ExaCA: A performance portable exascale cellular automata application for alloy solidification modeling

Publication Type
Journal
Journal Name
Computational Materials Science
Publication Date
Page Number
111692
Volume
214
Issue
1

Modeling the as-solidified grain structures that form during alloy processing is a critical component in understanding process-property relationships, particularly for additive manufacturing (AM) where grain structure is very sensitive to processing conditions. While cellular automata (CA)-based models have proven able to predict aspects of microstructure for several alloys and AM process conditions, long run times and large resource sets required limit the utility and the problem size to which existing CA models can be applied.
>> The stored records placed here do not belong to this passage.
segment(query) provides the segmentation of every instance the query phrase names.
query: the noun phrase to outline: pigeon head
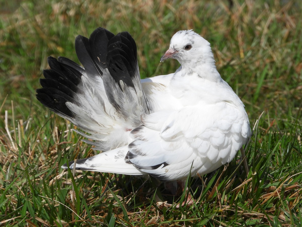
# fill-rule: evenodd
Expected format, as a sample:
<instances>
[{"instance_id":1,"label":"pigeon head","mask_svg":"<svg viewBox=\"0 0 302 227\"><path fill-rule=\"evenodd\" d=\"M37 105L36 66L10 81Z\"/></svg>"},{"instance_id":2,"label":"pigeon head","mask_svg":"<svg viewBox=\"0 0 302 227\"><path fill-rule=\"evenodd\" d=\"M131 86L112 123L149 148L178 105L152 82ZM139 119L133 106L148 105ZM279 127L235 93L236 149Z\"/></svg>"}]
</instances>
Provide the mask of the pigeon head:
<instances>
[{"instance_id":1,"label":"pigeon head","mask_svg":"<svg viewBox=\"0 0 302 227\"><path fill-rule=\"evenodd\" d=\"M171 39L170 48L160 59L178 61L182 67L192 68L207 64L215 65L210 43L192 30L179 31Z\"/></svg>"}]
</instances>

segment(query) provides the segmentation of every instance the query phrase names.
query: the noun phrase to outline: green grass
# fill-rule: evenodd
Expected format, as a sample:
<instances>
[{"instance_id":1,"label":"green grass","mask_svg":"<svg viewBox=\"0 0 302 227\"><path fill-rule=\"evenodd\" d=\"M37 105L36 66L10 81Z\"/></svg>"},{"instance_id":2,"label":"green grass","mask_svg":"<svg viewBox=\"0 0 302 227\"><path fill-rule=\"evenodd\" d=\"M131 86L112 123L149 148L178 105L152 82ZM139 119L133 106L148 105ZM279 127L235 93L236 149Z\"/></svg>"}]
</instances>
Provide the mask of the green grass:
<instances>
[{"instance_id":1,"label":"green grass","mask_svg":"<svg viewBox=\"0 0 302 227\"><path fill-rule=\"evenodd\" d=\"M302 4L298 1L235 1L231 8L224 1L4 2L0 225L300 224ZM75 37L89 36L99 26L131 34L142 77L167 74L178 67L175 61L159 62L176 31L193 28L208 40L218 71L246 105L252 127L265 111L246 147L248 176L239 165L239 152L226 169L188 179L198 202L178 209L169 204L185 199L185 193L172 196L154 181L107 173L62 173L59 166L68 160L96 152L70 132L73 125L38 101L35 90L42 70L48 67L49 55L78 62ZM167 202L158 202L161 199Z\"/></svg>"}]
</instances>

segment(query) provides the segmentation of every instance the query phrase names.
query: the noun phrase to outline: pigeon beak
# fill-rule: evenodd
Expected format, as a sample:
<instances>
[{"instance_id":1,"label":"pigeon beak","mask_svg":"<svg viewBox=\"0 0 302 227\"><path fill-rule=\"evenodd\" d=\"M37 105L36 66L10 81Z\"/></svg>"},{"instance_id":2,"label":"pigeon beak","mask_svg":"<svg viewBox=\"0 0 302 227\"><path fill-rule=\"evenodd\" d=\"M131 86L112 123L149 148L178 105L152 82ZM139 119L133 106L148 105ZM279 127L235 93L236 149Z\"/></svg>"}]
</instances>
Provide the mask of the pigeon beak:
<instances>
[{"instance_id":1,"label":"pigeon beak","mask_svg":"<svg viewBox=\"0 0 302 227\"><path fill-rule=\"evenodd\" d=\"M178 52L177 51L170 48L167 51L165 54L160 58L160 62L162 62L168 58L173 58L173 56Z\"/></svg>"}]
</instances>

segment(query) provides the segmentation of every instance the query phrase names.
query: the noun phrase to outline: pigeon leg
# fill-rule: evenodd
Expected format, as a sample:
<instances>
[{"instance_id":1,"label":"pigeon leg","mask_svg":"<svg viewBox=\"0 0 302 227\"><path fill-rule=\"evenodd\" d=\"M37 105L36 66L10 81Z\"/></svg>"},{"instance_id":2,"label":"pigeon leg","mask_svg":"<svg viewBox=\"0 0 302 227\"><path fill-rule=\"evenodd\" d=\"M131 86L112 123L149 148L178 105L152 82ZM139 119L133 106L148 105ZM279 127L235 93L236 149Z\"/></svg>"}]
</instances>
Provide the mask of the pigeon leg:
<instances>
[{"instance_id":1,"label":"pigeon leg","mask_svg":"<svg viewBox=\"0 0 302 227\"><path fill-rule=\"evenodd\" d=\"M179 188L183 192L184 190L185 189L185 182L183 181L177 181L177 184L178 185ZM188 188L187 188L185 189L185 192L186 193L188 193L188 198L186 201L184 201L182 203L182 206L183 207L185 206L189 206L193 204L195 202L195 200L192 197L191 193L189 192L188 192ZM178 203L176 205L176 208L179 208L180 206L180 204L179 203Z\"/></svg>"}]
</instances>

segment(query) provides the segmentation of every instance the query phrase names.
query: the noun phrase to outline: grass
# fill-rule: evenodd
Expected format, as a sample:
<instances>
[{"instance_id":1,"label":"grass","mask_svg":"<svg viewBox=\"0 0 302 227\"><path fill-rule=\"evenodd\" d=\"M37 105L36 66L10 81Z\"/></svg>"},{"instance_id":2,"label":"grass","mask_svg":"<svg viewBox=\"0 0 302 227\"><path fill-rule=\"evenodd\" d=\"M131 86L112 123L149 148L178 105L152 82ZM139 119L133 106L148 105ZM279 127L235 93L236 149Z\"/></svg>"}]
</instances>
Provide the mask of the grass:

As part of the ExaAM project, an initiative within the Exascale Computing Project (ECP) to develop, test, and optimize an exascale-capable coupled and self-consistent model of AM parts, we developed ExaCA (https://github.com/LLNL/ExaCA) for the liquid–solid phase transformation in the wake of AM melt pools. The CA-based code is parallelized using MPI and the Kokkos programming model, the latter enabling simulation on both CPUs and GPUs within a single-source implementation. We detail the steps taken to transform a baseline, MPI-based CA code into one that is performant on CPUs and GPUs. Performance testing of ExaCA on Summit (a pre-exascale machine at Oak Ridge National Laboratory) was used to quantify CPU–GPU speedup comparing with equal numbers of nodes. Testing showed comparable CPU performance to the MPI-only CA code and a 5-20x speedup when running AM-based test problems using GPUs. The improved performance of CA through GPU utilization and the performance portable nature of ExaCA will enable accurate part-scale modeling by harnessing the power of current and future generations of high performance computing resources. Future work will include improving the strong scaling of ExaCA on GPUs by reducing load imbalance associated with the locality of the problem, and continuing performance optimization across exascale hardware.